In Python, count unique key/value pairs in a dicti

2019-09-08 14:56发布

问题:

I have a dictionary that is made with a list of values. Some of these values are also keys or values in other key/value pairs in the dictionary. I would simply like to count how many of these unique pairs there are in the dictionary.

Ex. dict = {'dog':['milo','otis','laurel','hardy'],'cat':['bob','joe'],'milo':['otis','laurel','hardy','dog'],'bob':['cat','joe'],'hardy':['dog']}

I need to count the number of key/value pairs that do not have share a key/value with another in the dict. For example the above should count to only 2, those connected to dog and cat. Even though milo is unique to dog, dog is also in the key/value pair 'hardy' and both of these should therefore be counted together (ie, only 1). (See comments below) I have tried to go about it by replacing a key (key A) that exists in the values of another key (key B) with 'key B', without success however as I cannot specify key B correctly.

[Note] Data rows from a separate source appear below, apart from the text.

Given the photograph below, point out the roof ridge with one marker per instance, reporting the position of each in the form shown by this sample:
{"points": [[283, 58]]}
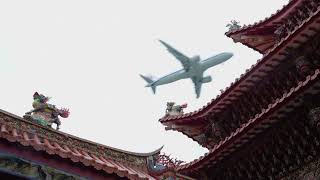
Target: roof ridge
{"points": [[157, 151]]}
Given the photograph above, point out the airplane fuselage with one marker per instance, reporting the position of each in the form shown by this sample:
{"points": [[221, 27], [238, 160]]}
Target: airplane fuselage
{"points": [[195, 71]]}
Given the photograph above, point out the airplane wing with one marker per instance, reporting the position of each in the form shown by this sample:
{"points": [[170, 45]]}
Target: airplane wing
{"points": [[197, 85], [185, 61]]}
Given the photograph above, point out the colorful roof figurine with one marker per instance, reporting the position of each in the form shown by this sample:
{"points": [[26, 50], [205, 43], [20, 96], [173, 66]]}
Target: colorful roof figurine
{"points": [[44, 113], [32, 149]]}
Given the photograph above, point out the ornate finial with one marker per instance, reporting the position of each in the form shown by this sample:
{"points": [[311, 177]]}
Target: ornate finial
{"points": [[167, 161], [233, 25], [174, 110], [44, 113]]}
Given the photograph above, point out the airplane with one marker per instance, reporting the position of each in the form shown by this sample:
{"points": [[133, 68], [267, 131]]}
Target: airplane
{"points": [[193, 68]]}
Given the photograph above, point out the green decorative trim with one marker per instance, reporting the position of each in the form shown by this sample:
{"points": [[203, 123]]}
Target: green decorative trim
{"points": [[30, 170]]}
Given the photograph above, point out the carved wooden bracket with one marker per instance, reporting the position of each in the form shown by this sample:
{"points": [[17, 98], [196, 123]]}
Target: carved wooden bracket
{"points": [[314, 116]]}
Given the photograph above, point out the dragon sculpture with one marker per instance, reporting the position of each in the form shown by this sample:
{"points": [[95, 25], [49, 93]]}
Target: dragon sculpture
{"points": [[233, 25], [174, 110], [44, 113]]}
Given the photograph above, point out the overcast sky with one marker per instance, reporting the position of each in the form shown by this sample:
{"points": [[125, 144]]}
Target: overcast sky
{"points": [[87, 56]]}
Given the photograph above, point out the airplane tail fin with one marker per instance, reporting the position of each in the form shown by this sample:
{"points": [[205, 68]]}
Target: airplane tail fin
{"points": [[149, 80]]}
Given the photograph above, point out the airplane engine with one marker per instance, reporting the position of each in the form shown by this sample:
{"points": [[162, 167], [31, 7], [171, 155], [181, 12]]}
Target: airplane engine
{"points": [[206, 79]]}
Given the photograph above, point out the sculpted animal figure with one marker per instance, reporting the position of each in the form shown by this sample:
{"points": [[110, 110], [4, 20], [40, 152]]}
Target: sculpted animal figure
{"points": [[173, 110], [44, 113]]}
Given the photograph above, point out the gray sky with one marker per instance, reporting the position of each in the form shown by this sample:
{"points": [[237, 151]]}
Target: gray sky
{"points": [[87, 56]]}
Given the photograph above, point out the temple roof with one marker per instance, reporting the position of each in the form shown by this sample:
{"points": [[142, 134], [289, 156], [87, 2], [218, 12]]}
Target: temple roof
{"points": [[256, 125], [192, 124], [264, 35], [111, 160]]}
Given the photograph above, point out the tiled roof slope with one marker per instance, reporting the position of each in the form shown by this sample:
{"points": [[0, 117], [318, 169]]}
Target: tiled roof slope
{"points": [[111, 160], [287, 103], [272, 57], [261, 35]]}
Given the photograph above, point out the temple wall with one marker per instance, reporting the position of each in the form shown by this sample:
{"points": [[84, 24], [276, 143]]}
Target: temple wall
{"points": [[308, 171]]}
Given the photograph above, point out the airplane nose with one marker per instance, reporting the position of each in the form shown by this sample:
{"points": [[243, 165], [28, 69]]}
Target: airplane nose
{"points": [[229, 54]]}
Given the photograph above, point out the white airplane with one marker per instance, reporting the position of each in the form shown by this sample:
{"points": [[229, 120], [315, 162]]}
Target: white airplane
{"points": [[192, 68]]}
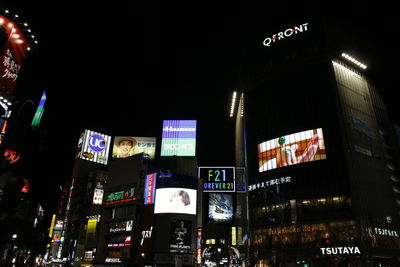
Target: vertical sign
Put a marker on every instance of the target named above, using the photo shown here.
(233, 236)
(179, 138)
(39, 110)
(95, 147)
(149, 188)
(13, 48)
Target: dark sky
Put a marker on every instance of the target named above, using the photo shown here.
(121, 70)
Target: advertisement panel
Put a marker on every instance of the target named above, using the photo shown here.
(13, 48)
(179, 138)
(126, 146)
(94, 147)
(181, 236)
(217, 179)
(149, 188)
(175, 200)
(291, 149)
(220, 207)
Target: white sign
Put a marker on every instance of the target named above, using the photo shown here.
(272, 182)
(286, 33)
(340, 251)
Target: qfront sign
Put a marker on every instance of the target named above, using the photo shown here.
(179, 138)
(217, 179)
(340, 251)
(284, 34)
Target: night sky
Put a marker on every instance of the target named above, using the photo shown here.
(122, 70)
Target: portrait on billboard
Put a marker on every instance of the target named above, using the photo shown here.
(181, 235)
(175, 200)
(126, 146)
(291, 149)
(220, 207)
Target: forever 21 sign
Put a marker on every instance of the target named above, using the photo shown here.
(217, 179)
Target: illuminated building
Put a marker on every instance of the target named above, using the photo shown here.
(324, 186)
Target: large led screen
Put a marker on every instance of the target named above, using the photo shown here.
(94, 147)
(291, 149)
(126, 146)
(220, 207)
(175, 200)
(179, 138)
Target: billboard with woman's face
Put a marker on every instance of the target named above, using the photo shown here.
(175, 200)
(291, 149)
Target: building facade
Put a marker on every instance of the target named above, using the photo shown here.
(323, 167)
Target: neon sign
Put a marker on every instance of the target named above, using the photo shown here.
(121, 196)
(286, 33)
(218, 179)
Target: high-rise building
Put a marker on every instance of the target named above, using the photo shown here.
(323, 168)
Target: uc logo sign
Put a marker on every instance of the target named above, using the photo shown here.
(97, 143)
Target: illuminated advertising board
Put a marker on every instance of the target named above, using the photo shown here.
(94, 147)
(149, 188)
(285, 33)
(175, 200)
(291, 149)
(120, 196)
(123, 226)
(13, 47)
(98, 196)
(220, 207)
(217, 179)
(126, 146)
(181, 236)
(179, 138)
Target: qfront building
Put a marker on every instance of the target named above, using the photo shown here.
(322, 163)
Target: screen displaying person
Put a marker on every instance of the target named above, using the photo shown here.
(123, 147)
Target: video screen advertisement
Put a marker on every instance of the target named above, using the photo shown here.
(13, 48)
(175, 200)
(291, 149)
(220, 207)
(180, 236)
(179, 138)
(126, 146)
(94, 146)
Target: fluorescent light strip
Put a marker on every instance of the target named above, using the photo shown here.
(353, 60)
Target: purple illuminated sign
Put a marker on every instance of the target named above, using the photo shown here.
(178, 138)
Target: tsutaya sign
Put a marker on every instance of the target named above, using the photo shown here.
(286, 33)
(340, 251)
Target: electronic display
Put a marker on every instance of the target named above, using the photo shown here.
(179, 138)
(291, 149)
(94, 147)
(175, 200)
(126, 146)
(220, 207)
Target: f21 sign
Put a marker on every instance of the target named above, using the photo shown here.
(217, 179)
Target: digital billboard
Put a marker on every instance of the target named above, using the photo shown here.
(181, 236)
(13, 48)
(179, 138)
(175, 200)
(220, 207)
(149, 188)
(217, 179)
(291, 149)
(94, 147)
(126, 146)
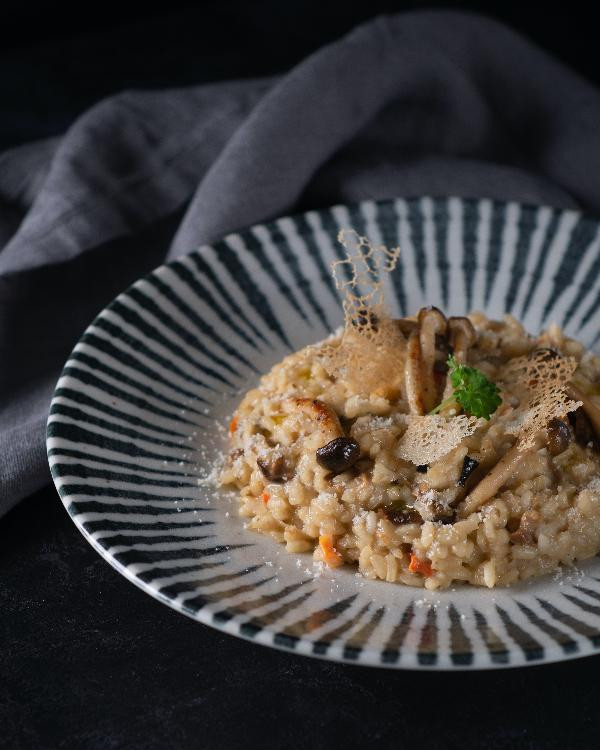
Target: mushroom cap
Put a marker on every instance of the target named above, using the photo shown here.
(428, 315)
(460, 325)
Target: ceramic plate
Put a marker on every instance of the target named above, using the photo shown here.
(138, 416)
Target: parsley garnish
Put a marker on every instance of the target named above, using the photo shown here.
(477, 395)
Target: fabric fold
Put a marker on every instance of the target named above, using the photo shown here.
(427, 103)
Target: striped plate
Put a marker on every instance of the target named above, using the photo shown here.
(137, 421)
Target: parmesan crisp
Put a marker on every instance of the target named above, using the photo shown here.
(429, 438)
(544, 375)
(371, 351)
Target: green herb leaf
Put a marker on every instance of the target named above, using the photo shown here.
(477, 395)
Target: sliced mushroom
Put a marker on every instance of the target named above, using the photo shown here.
(324, 417)
(436, 505)
(468, 467)
(559, 436)
(413, 370)
(582, 428)
(591, 410)
(275, 468)
(406, 325)
(499, 475)
(401, 514)
(338, 455)
(528, 528)
(432, 322)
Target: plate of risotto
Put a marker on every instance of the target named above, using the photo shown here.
(369, 434)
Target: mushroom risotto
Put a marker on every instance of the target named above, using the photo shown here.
(425, 450)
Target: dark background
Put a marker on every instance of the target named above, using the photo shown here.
(89, 661)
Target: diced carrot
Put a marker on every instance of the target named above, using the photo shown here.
(331, 556)
(420, 566)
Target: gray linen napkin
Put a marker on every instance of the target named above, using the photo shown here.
(429, 103)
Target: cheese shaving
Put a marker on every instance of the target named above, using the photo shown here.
(544, 375)
(371, 351)
(429, 438)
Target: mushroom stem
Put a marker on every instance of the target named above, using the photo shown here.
(413, 374)
(431, 322)
(499, 475)
(462, 337)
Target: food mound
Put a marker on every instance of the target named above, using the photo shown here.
(425, 450)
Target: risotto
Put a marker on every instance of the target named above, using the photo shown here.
(344, 458)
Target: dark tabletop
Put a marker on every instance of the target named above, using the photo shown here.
(89, 661)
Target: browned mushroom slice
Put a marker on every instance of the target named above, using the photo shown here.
(324, 417)
(413, 373)
(275, 468)
(559, 436)
(591, 410)
(406, 325)
(528, 528)
(432, 322)
(499, 475)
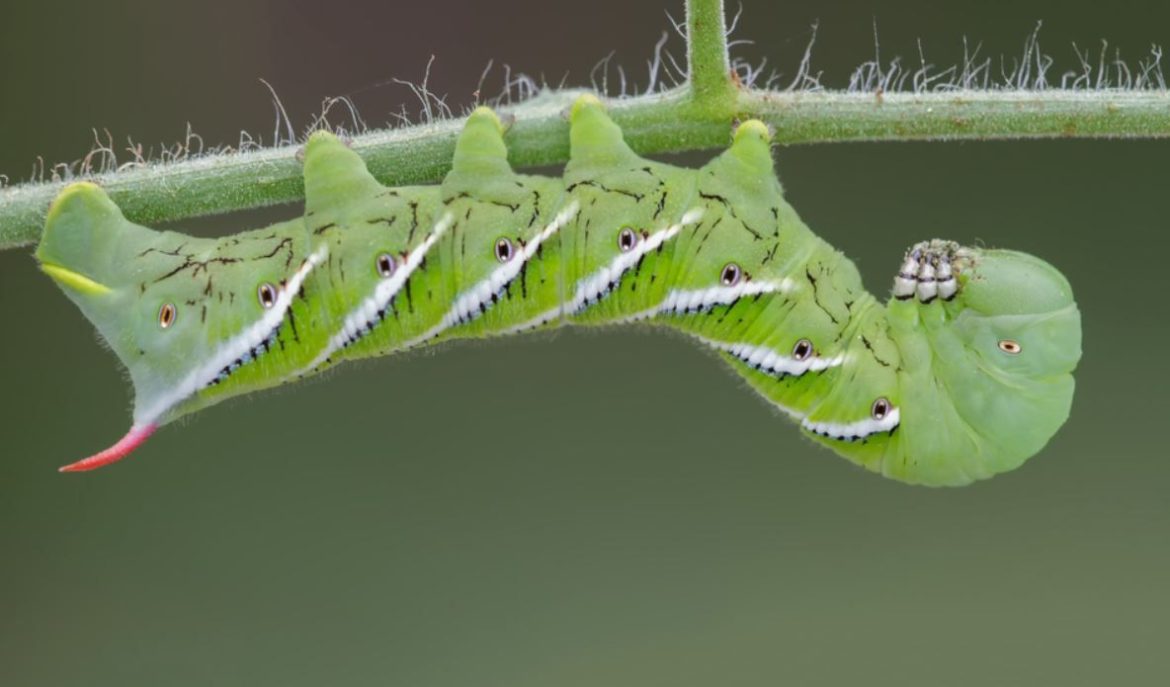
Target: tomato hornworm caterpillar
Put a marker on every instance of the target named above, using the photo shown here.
(965, 372)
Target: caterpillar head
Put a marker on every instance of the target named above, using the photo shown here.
(192, 320)
(989, 371)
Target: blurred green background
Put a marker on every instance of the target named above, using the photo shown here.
(586, 508)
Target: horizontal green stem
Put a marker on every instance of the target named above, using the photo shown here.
(660, 123)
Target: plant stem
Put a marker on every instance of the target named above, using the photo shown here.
(709, 69)
(695, 116)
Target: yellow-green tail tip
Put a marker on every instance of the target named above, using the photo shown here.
(77, 282)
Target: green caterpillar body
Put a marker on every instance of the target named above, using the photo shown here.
(965, 372)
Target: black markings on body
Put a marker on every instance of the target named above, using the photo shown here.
(593, 184)
(536, 207)
(816, 295)
(730, 208)
(414, 221)
(869, 345)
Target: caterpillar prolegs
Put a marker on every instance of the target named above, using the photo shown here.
(964, 372)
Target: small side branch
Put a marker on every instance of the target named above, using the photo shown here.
(707, 55)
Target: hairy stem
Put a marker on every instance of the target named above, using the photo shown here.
(694, 116)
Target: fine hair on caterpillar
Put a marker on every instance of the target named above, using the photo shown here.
(963, 373)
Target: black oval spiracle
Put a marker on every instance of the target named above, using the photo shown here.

for keys, values in dict.iteritems():

    for key,value in dict.iteriterms():
            if key in values:
                dict[keys] = dict.pop(key)

Is there an easier method? Thanks in advance...

回答1:

If I understand the problem correctly, your dictionary is the adjacency map of a graph and you're trying to find the sets of connected components. The regular algorithm (using a depth- or breadth-first search) may not work correctly since your graph is not undirected (e.g. you have edges from "bob" and "cat" to "joe", but none coming out from "joe").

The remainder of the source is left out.